Believing our own propaganda?

NPR’s Fresh Air did an interesting interview last week with Newsweek’s Middle Eastern Regional Editor Christopher Dickey in which he pointed out, among other things:

I think the important thing for people in the United States to understand is that this war has almost no credibility as far as the rest of the world is concerned, certainly not in the Arab world.

I’ve been talking to a lot [of Iraqi refugees]…. There has been no refugee flow out of Iraq whatsoever. All the flow has been back into Iraq by people who want to go be with their families, help defend their homes, and in some cases, many say they want to help defend Saddam Hussein.
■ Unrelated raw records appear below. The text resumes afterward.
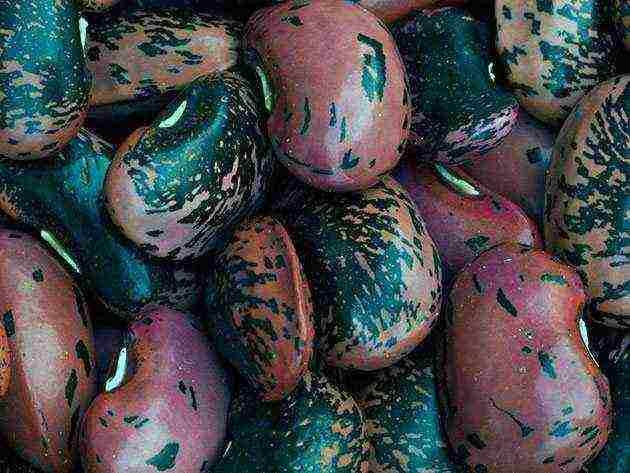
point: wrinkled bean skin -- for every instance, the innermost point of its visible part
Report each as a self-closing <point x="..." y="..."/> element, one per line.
<point x="400" y="407"/>
<point x="318" y="428"/>
<point x="143" y="53"/>
<point x="340" y="121"/>
<point x="521" y="387"/>
<point x="374" y="271"/>
<point x="459" y="112"/>
<point x="170" y="411"/>
<point x="64" y="197"/>
<point x="46" y="319"/>
<point x="613" y="348"/>
<point x="259" y="308"/>
<point x="461" y="224"/>
<point x="516" y="168"/>
<point x="553" y="52"/>
<point x="179" y="187"/>
<point x="587" y="213"/>
<point x="5" y="361"/>
<point x="44" y="83"/>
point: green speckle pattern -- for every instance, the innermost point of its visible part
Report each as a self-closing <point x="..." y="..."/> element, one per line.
<point x="400" y="407"/>
<point x="460" y="112"/>
<point x="44" y="81"/>
<point x="317" y="429"/>
<point x="613" y="348"/>
<point x="64" y="196"/>
<point x="567" y="42"/>
<point x="196" y="177"/>
<point x="587" y="210"/>
<point x="372" y="269"/>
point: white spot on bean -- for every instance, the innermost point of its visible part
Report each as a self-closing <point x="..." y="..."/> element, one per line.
<point x="175" y="116"/>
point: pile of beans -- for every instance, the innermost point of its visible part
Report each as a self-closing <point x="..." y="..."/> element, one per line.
<point x="315" y="236"/>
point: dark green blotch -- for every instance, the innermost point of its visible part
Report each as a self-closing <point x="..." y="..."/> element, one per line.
<point x="534" y="155"/>
<point x="545" y="6"/>
<point x="547" y="365"/>
<point x="83" y="354"/>
<point x="165" y="459"/>
<point x="9" y="323"/>
<point x="292" y="20"/>
<point x="477" y="243"/>
<point x="374" y="70"/>
<point x="554" y="279"/>
<point x="562" y="429"/>
<point x="506" y="304"/>
<point x="349" y="160"/>
<point x="307" y="117"/>
<point x="71" y="386"/>
<point x="476" y="441"/>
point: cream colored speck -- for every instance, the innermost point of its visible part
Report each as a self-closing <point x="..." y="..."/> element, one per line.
<point x="121" y="366"/>
<point x="83" y="24"/>
<point x="175" y="116"/>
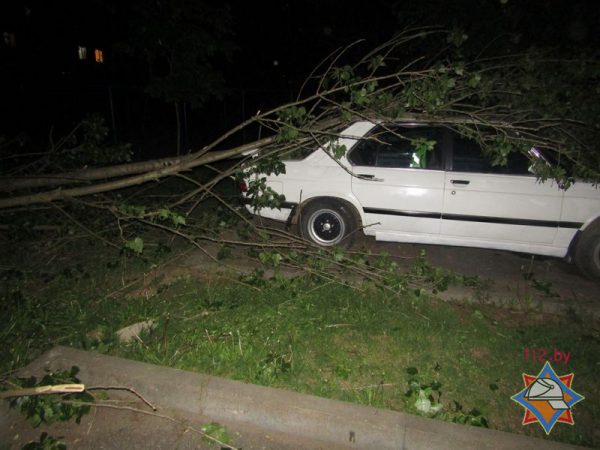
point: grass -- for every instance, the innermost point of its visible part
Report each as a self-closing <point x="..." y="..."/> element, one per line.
<point x="318" y="338"/>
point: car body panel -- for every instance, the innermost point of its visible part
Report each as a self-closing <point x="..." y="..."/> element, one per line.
<point x="488" y="210"/>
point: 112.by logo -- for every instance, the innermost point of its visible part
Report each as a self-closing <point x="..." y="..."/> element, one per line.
<point x="547" y="398"/>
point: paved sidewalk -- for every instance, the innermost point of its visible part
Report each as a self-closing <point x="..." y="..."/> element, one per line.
<point x="256" y="417"/>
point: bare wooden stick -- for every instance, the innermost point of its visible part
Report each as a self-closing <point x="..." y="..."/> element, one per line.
<point x="123" y="388"/>
<point x="44" y="390"/>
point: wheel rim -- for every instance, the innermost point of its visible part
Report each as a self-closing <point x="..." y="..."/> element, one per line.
<point x="596" y="255"/>
<point x="326" y="227"/>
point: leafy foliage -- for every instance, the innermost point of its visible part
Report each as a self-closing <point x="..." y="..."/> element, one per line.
<point x="216" y="431"/>
<point x="45" y="442"/>
<point x="47" y="409"/>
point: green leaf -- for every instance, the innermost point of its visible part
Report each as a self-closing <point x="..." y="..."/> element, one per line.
<point x="216" y="431"/>
<point x="135" y="245"/>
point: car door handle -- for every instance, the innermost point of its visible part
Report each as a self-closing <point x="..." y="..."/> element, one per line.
<point x="368" y="176"/>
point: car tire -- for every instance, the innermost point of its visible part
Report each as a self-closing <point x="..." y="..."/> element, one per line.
<point x="587" y="252"/>
<point x="327" y="223"/>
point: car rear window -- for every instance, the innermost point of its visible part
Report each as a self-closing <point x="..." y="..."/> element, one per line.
<point x="399" y="147"/>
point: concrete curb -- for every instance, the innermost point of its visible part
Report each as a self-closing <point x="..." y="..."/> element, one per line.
<point x="338" y="423"/>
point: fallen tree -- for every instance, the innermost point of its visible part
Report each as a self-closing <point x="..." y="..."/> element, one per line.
<point x="506" y="103"/>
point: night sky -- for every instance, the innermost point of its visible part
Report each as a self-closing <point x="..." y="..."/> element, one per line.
<point x="272" y="47"/>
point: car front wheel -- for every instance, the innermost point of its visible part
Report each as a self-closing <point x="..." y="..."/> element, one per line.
<point x="327" y="223"/>
<point x="587" y="252"/>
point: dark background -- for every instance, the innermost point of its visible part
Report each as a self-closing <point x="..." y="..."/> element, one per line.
<point x="271" y="48"/>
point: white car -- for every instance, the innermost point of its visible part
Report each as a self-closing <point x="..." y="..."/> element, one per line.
<point x="450" y="195"/>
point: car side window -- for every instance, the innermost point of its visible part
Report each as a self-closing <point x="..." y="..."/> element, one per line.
<point x="467" y="156"/>
<point x="399" y="147"/>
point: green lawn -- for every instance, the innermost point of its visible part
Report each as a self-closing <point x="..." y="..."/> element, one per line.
<point x="371" y="347"/>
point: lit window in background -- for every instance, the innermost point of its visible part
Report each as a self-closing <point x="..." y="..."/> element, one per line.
<point x="9" y="39"/>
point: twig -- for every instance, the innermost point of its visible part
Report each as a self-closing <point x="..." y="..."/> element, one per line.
<point x="152" y="414"/>
<point x="122" y="388"/>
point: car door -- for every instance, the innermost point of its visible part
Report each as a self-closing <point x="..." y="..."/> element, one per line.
<point x="400" y="186"/>
<point x="497" y="204"/>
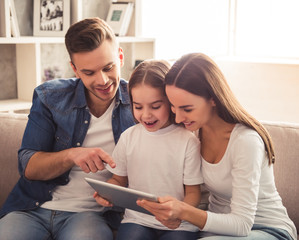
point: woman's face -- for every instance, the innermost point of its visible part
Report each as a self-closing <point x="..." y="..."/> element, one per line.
<point x="191" y="110"/>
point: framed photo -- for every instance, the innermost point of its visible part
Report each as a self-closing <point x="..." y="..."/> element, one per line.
<point x="119" y="17"/>
<point x="51" y="17"/>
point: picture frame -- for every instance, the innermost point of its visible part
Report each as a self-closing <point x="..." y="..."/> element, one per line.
<point x="119" y="17"/>
<point x="51" y="18"/>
You have to remember that a couple of weeks ago nobody would have given a plugged nickel for Saddam Hussein. People didn’t support him, they didn’t like him, they saw the horrors that he represented. They didn’t particularly like the idea of this war, in fact many, many were opposed to it, but they didn’t like him. Now, he emerges as a kind of a hero, standing up to the United States, holding fast against the American onslaught…. This is the superpower, the greatest power on earth, bringing an enormous amount of force to bear on a country of 24 million people, that has been under boycott and embargo for the last 12 years, and has had its army decimated in several wars. So to see the Iraqis standing up at this point [weeks into the war], to see Saddam standing up, is a source of inspiration and pride, and also growing anger, in the Arab and Muslim world. It is not really not improving the image of the United States.

Nobody in this part of the world uses the word “liberation.” President Bush can repeat that again and again as much as he wants, and so can Tony Blair. The fact is, nobody believes it. Everybody here sees this as an invasion and the beginning of an occupation of a sovereign Arab state.